この前宮内庁の話を聞いたんですけどね、宮内庁には、墳墓があるところに宮内庁の事務所があるんだそうです。そこも庁内ネットでつながっているわけ。で、そこの情報システムに関われるスタッフというのが、1名とか2名で、別に情報システムの専門家でもないのに、何でもやらないといけない。その人たちにセキュリティポリシーを作れとかね、監査やれとかいってもどうしていいかわかんないですよね。他にも、各省庁毎に小さな事務所は全国に散らばっている。そういうところに、セキュリティポリシーをこうしろああしろって言ったってね...

★できないですよね。

―でも、それでも情報セキュリティ対策はやんないといけないんですよ。やんないといけないんだけど、難しいわけだよね。そういったところにもちゃんと、自分たちで考え、どういうルールを運用していくのかということを考えることができるような、各省庁毎の体系的なフレームワークを作れればいいんだけど、各省庁は既存の組織構造に引っ張られて、新たな管理構造が作れないから、形だけは統一基準に合わせる。それで結局、実際の対策も統一基準に書かれていることだけをやってりゃいいんだってことになっちゃう。これは非常に由々しき問題ですね。

★たとえば、経産省と宮内庁では文化もまったく違いそうですしね。

―そうですよ。だけど、情報セキュリティ対策をやらないわけにはいかないわけで、各省庁はやるんでしょ?っていうのがベースにある。そもそも、ちゃんとセキュリティできるんですか?って言ったときにできないから、上手にやる方法を統一基準として出しているわけです。それだってうまくできないし、ルールを改訂すれば、対応するのに2年かかるだ3年かかるだと文句を言う。スピード感が全く違いますね。一方で、統一基準を適用するのが難しいことを理解した上で、本質的に情報セキュリティ対策に取り組む人たちが出てこないと困るなあ、難しいなあ、というのが本音ですね。
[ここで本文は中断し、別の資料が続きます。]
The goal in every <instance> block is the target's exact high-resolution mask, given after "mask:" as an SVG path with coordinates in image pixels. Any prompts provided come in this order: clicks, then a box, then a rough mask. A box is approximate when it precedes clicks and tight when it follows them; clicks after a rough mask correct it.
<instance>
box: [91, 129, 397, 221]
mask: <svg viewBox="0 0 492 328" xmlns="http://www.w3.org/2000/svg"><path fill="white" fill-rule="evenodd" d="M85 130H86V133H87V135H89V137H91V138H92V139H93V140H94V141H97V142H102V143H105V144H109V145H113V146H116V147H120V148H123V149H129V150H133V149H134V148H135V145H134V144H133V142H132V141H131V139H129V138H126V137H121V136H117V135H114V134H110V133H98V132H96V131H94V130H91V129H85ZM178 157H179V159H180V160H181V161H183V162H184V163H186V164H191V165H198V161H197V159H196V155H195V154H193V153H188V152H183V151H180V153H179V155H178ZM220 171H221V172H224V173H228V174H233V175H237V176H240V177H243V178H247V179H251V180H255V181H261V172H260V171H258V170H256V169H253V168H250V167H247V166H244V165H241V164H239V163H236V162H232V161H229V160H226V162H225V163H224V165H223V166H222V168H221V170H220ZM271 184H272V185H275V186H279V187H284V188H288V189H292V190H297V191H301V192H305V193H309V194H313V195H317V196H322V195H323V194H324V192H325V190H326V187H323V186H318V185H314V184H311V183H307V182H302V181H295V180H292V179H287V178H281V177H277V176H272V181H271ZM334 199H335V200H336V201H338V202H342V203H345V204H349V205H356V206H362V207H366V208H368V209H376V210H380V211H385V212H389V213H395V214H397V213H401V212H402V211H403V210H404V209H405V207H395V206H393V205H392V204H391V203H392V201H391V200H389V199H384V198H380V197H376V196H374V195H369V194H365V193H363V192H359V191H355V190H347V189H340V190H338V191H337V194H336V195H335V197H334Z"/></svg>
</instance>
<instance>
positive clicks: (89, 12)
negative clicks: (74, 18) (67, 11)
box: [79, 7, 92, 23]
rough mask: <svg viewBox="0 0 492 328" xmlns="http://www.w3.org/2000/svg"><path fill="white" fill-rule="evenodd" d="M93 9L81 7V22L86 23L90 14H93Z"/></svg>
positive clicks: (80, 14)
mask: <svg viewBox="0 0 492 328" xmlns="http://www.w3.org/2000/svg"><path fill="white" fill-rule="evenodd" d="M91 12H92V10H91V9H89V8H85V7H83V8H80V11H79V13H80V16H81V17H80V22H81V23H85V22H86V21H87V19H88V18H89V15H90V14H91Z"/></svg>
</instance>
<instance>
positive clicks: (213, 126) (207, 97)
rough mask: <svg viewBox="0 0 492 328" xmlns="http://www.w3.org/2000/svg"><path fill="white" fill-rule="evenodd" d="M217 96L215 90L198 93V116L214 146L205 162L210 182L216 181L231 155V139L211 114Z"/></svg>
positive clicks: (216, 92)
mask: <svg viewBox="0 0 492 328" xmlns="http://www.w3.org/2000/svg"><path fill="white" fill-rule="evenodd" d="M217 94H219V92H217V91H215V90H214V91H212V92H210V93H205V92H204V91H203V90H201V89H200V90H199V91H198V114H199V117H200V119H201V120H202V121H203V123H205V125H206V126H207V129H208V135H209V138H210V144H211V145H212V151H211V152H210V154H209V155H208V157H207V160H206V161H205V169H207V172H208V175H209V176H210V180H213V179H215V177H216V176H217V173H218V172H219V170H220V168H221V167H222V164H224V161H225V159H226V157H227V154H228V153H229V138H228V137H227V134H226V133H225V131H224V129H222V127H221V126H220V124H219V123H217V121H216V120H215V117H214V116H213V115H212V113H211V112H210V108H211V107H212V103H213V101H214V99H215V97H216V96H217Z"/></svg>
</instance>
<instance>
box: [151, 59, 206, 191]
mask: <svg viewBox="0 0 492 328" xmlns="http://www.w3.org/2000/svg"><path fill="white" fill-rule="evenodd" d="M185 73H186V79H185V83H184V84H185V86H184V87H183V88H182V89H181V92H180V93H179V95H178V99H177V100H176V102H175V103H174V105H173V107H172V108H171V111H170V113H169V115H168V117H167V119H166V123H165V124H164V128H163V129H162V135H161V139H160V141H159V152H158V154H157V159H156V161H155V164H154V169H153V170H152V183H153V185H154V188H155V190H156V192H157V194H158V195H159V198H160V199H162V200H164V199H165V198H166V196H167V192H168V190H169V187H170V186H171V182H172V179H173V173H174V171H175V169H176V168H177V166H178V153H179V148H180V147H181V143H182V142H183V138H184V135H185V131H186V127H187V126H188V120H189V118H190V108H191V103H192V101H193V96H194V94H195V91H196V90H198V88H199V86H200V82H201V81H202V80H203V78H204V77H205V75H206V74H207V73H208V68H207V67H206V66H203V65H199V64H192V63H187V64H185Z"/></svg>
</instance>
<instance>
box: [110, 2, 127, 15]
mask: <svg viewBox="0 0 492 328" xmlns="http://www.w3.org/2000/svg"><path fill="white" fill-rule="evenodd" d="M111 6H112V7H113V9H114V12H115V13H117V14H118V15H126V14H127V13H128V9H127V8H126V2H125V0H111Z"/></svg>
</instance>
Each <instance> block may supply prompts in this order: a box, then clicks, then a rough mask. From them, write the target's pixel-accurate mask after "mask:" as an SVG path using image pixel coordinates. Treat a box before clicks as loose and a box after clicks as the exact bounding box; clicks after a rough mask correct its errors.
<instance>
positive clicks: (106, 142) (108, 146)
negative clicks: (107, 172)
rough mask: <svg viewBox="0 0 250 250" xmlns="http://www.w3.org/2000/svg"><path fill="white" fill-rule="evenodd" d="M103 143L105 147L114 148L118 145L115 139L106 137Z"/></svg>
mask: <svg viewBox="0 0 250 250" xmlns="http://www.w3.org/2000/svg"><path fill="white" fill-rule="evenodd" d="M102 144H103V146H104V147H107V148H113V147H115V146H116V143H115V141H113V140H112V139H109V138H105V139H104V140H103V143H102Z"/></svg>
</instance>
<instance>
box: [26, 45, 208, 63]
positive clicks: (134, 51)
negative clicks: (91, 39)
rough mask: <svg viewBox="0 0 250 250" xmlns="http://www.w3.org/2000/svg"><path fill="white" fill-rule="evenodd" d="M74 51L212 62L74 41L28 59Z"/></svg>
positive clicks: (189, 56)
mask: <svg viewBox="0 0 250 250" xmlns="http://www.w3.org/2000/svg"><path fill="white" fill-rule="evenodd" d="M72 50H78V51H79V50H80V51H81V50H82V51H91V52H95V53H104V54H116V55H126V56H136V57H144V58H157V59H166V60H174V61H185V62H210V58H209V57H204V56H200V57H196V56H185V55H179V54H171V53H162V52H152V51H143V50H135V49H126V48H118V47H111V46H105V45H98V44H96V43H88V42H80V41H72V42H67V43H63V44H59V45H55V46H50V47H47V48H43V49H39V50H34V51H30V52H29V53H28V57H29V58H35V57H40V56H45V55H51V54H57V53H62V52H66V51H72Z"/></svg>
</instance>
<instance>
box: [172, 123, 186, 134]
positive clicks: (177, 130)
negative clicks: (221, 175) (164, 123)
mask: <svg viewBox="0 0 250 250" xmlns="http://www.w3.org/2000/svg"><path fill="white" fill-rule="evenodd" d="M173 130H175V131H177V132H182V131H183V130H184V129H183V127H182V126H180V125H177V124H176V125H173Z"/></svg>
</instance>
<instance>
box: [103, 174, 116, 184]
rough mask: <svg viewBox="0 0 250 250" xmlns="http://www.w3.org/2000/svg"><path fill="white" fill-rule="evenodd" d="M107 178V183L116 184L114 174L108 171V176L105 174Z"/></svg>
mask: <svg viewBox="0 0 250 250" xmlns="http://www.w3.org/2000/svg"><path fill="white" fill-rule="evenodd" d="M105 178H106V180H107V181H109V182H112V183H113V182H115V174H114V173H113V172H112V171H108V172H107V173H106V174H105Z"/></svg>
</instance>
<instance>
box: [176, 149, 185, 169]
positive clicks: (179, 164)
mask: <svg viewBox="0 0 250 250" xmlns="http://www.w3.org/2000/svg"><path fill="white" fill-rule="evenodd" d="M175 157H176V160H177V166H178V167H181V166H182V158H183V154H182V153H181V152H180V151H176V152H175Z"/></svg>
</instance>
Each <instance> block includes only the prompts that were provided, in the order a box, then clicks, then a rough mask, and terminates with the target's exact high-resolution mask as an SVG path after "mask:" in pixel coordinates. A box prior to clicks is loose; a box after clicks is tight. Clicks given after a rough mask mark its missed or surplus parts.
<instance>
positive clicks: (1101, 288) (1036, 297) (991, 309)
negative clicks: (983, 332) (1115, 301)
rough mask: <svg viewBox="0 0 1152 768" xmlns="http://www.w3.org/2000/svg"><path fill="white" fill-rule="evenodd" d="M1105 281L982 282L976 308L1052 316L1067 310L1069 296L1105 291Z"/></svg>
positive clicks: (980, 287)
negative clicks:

★情報システムがわかる人間がキャリアに少ないというお話に戻るわけですね。

―そう。情報システムの重要性が分からない人間がたくさんいて、どうなの?と。

★重要なところに優秀な人間がいないというわけですね。情報セキュリティをやっていると出世できないから...なんて話も聞きますが、本当なんですか?

―ああ、それはですね、情報セキュリティをやってるとですね、なかなか出世できないですね(笑)。どういうことかというと、これまでにサクセスストーリーがないんですね(笑)。

★今後、山口さんがサクセスストーリーを作っていく?

―僕じゃないほうがいいと思いますね。僕の気持ちとしては大学がメインなんですよ。そもそも、情報セキュリティ補佐官をすることがサクセスなのかと。あんまりグっとこない。学生と一緒になって研究して、知らない新しい技術を生んで・・・大学人としてまっとうしたいんです。そういうほうがね、僕にとっては幸せな人生だと思うんですよね。

★なるほど。補佐官としてのサクセスストーリーを描いていないからこそ、ダイナミックな意見を発信できるのかもしれませんね。それでは、次回は大学人としての山口先生のお話をお聞かせいただければと思います。